Trabajando y estudiando, y respaldados principalmente por su madre, varios de mis tíos lograron hacerse de una profesión. Mi padre, en su momento, eligió estudiar en la Normal del Estado, se graduó cómo un estudiante regular y después de un examen de oposición consiguió plaza como maestro de primaria en un pueblito de San Luis Potosí.
La noche previa a su partida, mi abuela le pidió hablar a solas. Estoy casi seguro que mi padre esperaba un discurso de nostalgia adelantada, varias lágrimas y miles de bendiciones. En cambio encontró una advertencia en tono de regaño, que a su vez explicaba los motivos de la migración. Sin pretender ser textual (lo cual sería imposible) y de acuerdo a una charla que tuve con él, mi abuela le dijo algo más o menos así:
—Ya te vas para ser maestro. Ya te vas a ir a dar clases a un pueblo como en el que vivimos. Fíjate bien lo que haces, fíjate bien cómo enseñas, porque tú no puedes ser un mal maestro. Tú no tienes permiso para dar malas clases. Nosotros vinimos aquí porque allá en el pueblo no había buenos maestros, y yo sabía qué para que ustedes hicieran algo bueno en la vida debían estudiar. Ahora, cada vez que sientas flojera, cada vez que te pese enseñar, recuerda cuánto sufrimos al dejar nuestra casa para que ustedes tuvieran buena escuela, y evítales ese sufrimiento a los niños de ese lugar.
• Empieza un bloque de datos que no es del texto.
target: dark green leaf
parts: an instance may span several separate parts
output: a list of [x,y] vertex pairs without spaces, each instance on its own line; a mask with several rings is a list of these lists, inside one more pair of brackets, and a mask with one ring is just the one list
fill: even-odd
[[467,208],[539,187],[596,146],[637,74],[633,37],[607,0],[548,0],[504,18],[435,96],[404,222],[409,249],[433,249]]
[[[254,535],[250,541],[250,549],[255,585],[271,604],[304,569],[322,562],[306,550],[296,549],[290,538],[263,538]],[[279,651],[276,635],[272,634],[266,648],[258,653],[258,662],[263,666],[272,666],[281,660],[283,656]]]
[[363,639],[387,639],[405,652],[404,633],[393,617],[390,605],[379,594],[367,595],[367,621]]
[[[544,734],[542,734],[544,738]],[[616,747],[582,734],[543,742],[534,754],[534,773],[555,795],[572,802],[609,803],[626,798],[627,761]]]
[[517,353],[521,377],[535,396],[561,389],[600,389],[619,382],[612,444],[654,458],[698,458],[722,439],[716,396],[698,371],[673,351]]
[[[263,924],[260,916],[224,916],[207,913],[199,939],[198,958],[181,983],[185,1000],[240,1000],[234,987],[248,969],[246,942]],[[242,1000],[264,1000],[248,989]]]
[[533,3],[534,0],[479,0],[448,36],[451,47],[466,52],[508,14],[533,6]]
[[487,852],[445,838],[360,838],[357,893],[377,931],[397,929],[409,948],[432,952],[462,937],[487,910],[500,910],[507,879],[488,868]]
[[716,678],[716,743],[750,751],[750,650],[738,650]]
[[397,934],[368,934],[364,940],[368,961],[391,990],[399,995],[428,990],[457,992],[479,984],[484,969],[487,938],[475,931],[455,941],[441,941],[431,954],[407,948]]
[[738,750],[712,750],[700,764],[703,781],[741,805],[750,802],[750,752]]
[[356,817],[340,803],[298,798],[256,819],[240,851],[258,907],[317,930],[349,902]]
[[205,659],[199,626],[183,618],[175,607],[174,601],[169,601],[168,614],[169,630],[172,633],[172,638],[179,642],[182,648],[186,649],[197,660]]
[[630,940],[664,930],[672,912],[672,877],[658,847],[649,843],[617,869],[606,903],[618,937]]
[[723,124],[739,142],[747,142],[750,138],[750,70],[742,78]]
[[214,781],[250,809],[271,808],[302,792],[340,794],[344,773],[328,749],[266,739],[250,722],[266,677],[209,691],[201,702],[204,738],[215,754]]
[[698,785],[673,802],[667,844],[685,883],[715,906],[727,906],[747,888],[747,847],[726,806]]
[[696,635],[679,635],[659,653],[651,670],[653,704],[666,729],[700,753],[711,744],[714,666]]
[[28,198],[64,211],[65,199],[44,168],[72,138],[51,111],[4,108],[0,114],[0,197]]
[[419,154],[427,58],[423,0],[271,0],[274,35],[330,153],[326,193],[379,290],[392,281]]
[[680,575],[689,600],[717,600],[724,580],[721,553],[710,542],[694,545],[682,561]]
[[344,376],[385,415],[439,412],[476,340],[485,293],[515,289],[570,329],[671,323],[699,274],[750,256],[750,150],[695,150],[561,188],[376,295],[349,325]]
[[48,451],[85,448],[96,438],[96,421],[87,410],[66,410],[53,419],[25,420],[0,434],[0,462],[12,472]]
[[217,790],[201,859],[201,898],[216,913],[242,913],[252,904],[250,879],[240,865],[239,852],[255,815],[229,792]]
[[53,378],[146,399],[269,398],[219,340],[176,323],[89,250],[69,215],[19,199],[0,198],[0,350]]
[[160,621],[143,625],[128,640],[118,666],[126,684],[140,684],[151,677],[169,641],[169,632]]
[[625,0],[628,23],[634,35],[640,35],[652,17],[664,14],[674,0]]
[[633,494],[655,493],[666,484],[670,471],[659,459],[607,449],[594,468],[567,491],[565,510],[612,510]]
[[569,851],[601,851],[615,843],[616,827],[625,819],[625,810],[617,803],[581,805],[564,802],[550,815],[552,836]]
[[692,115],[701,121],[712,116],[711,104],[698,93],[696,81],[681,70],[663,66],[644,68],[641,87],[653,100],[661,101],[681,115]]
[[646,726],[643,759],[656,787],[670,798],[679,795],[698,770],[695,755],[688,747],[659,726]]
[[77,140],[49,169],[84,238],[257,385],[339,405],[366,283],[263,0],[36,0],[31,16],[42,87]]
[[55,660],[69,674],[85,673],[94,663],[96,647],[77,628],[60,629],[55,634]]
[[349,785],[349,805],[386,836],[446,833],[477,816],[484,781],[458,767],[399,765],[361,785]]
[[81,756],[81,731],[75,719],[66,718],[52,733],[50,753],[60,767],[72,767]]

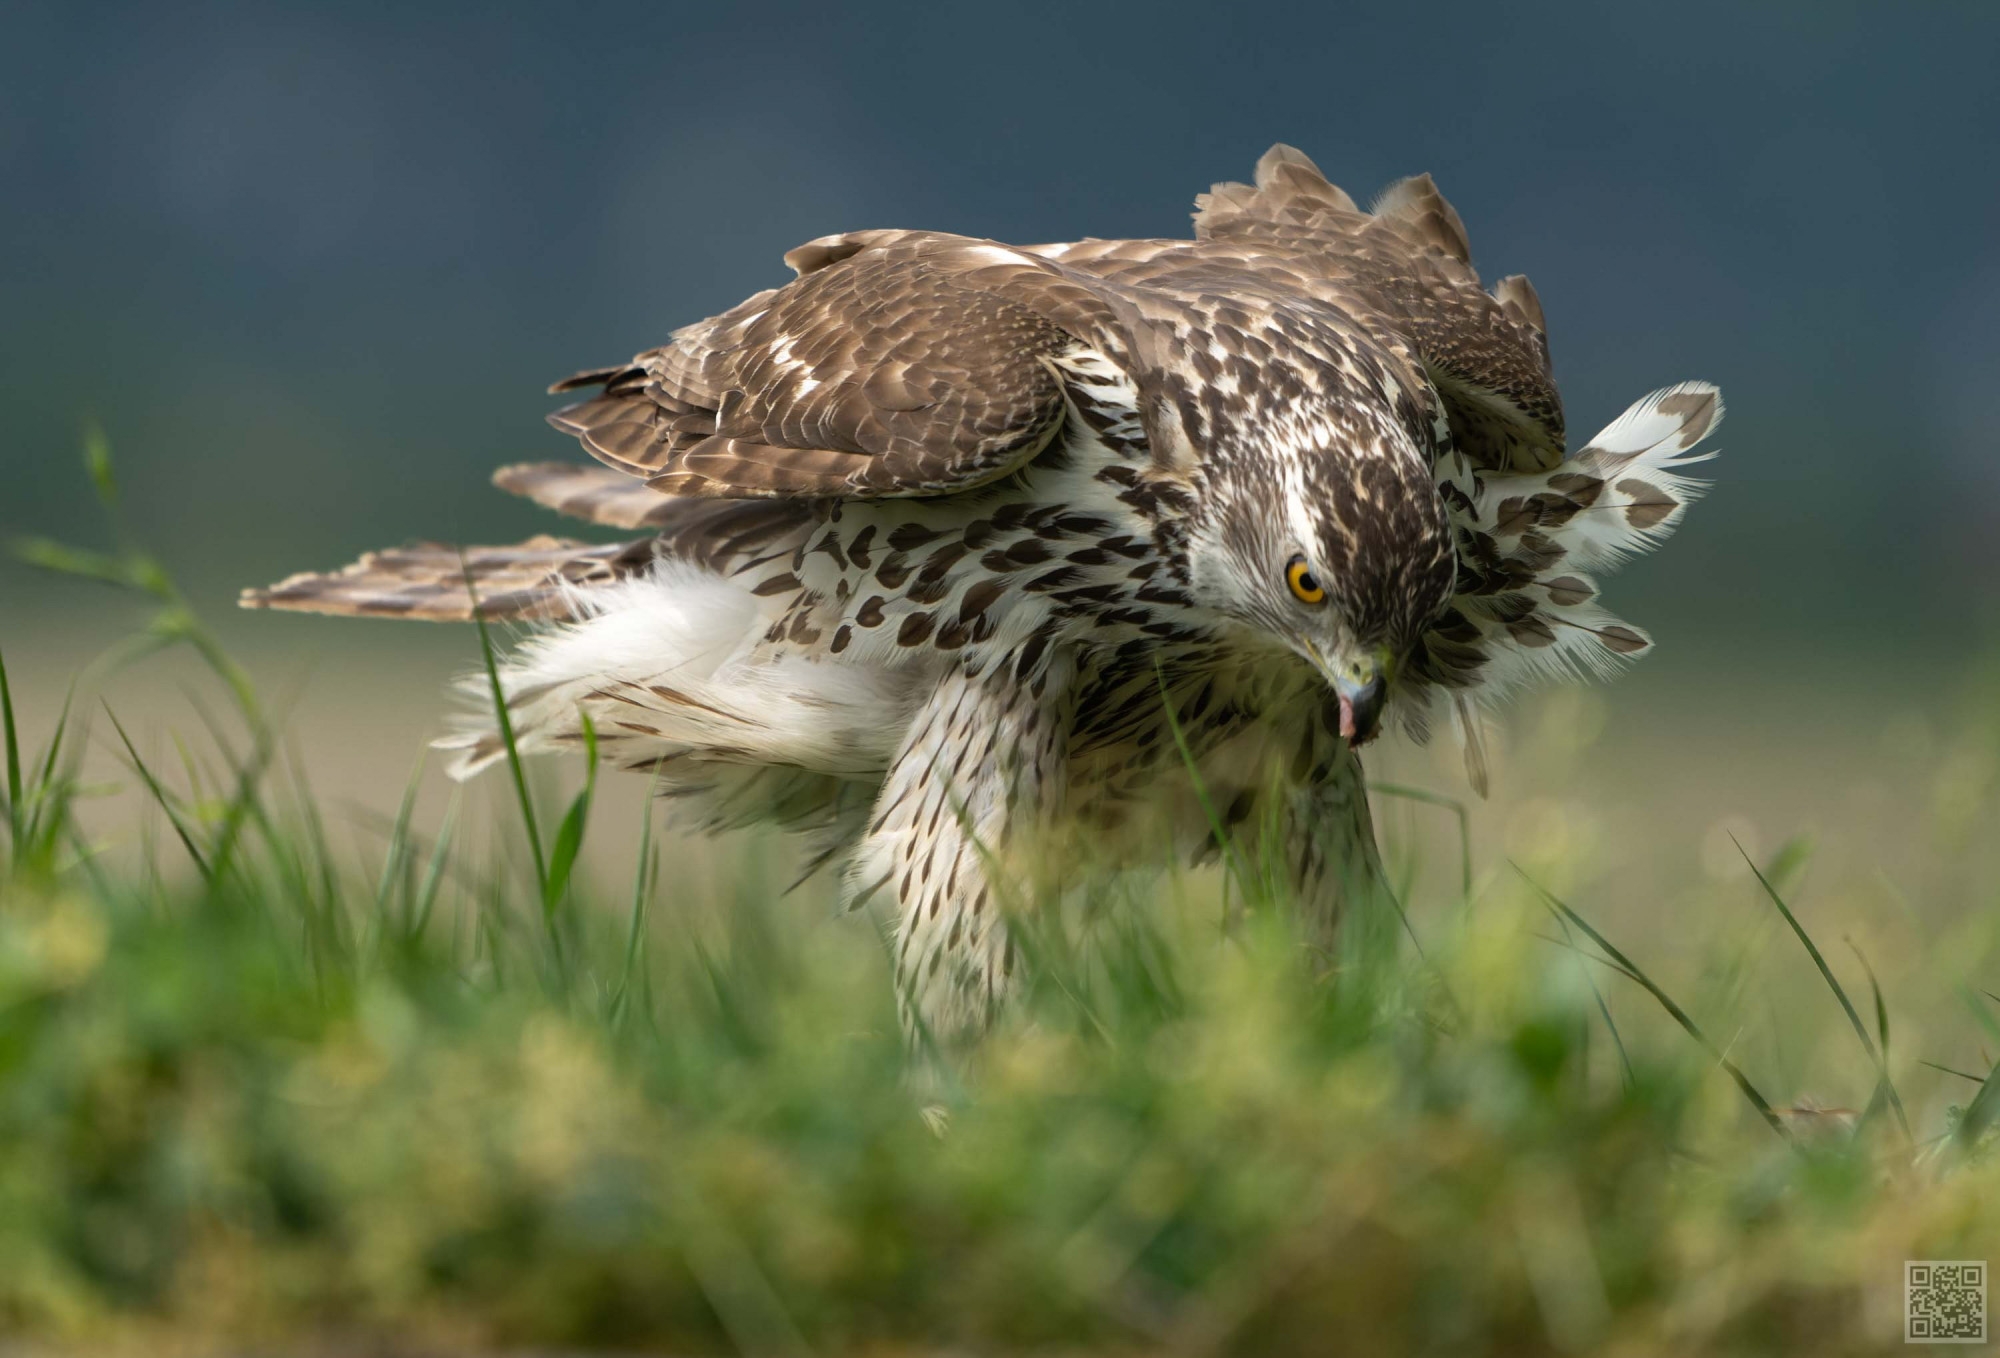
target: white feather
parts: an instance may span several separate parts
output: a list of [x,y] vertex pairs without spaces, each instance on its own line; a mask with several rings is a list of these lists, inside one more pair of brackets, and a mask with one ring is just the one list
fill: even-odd
[[[1686,412],[1668,414],[1661,405],[1675,396],[1713,397],[1713,405],[1707,417],[1690,420]],[[1722,391],[1712,382],[1680,382],[1671,387],[1663,387],[1650,396],[1634,401],[1625,413],[1597,431],[1596,437],[1583,446],[1574,461],[1584,461],[1593,456],[1603,459],[1612,457],[1651,457],[1654,465],[1672,466],[1681,462],[1702,462],[1714,457],[1714,453],[1704,453],[1700,457],[1676,457],[1714,433],[1722,423]]]
[[[757,657],[768,620],[748,590],[693,566],[579,591],[579,621],[531,635],[500,670],[516,744],[573,744],[588,712],[618,762],[694,755],[818,773],[881,769],[908,717],[907,678],[799,655]],[[501,758],[483,675],[460,682],[473,704],[437,742],[466,778]]]
[[[1470,509],[1453,515],[1462,528],[1503,560],[1549,559],[1509,592],[1453,601],[1478,629],[1486,657],[1475,683],[1452,703],[1469,769],[1483,762],[1475,758],[1481,709],[1526,684],[1604,676],[1652,649],[1651,637],[1602,606],[1596,582],[1583,572],[1615,567],[1673,532],[1705,484],[1679,469],[1715,456],[1691,450],[1722,413],[1714,386],[1683,382],[1634,402],[1548,471],[1474,478],[1462,464],[1440,463],[1440,485],[1474,488]],[[1524,600],[1533,605],[1525,618]]]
No los obligues a irse de su pueblo, no hagas que pasen las penas que nosotros pasamos. Recuerda que si tú no sabes ser un buen maestro, ellos tal vez tengan que ir a buscar uno mejor, y yo te consideraré culpable de todo lo que ellos sufran.
Varias décadas después mi padre sigue en servicio activo y como desde el principio, trabajando principalmente en zonas humildes. Es un hombre inteligente, que constantemente está leyendo y charlando sobre educación para responderse distintas preguntas: ¿Cómo lograr una enseñanza efectiva? ¿Qué hacemos mal los maestros cuando no logramos que nuestros estudiantes mejoren su nivel de vida? ¿Cómo conseguir que a partir de la educación, niños y niñas de zonas marginadas se transformen en hombres y mujeres que promuevan el desarrollo?
La enseñanza de vida de mi abuela fue contundente. Estoy convencido de que mi padre ha sido un profesor comprometido con su labor (desde niño lo recuerdo pasar horas preparando sus clases), y varias veces he dicho que si pudiera volver a elegir, él optaría de nuevo por la educación. También estoy seguro de que en su trayectoria profesional, ha tocado para bien el corazón y la mente de muchos de sus estudiantes.
Va pues esta «Cotidianidad…» como una felicitación a las mamás que han formado hijos que con su actuar pretenden crear un mundo más bonito, y una felicitación adelantada a los buenos maestros que tienen la conciencia de que su buen desempeño puede transformar vidas. Hasta la próxima.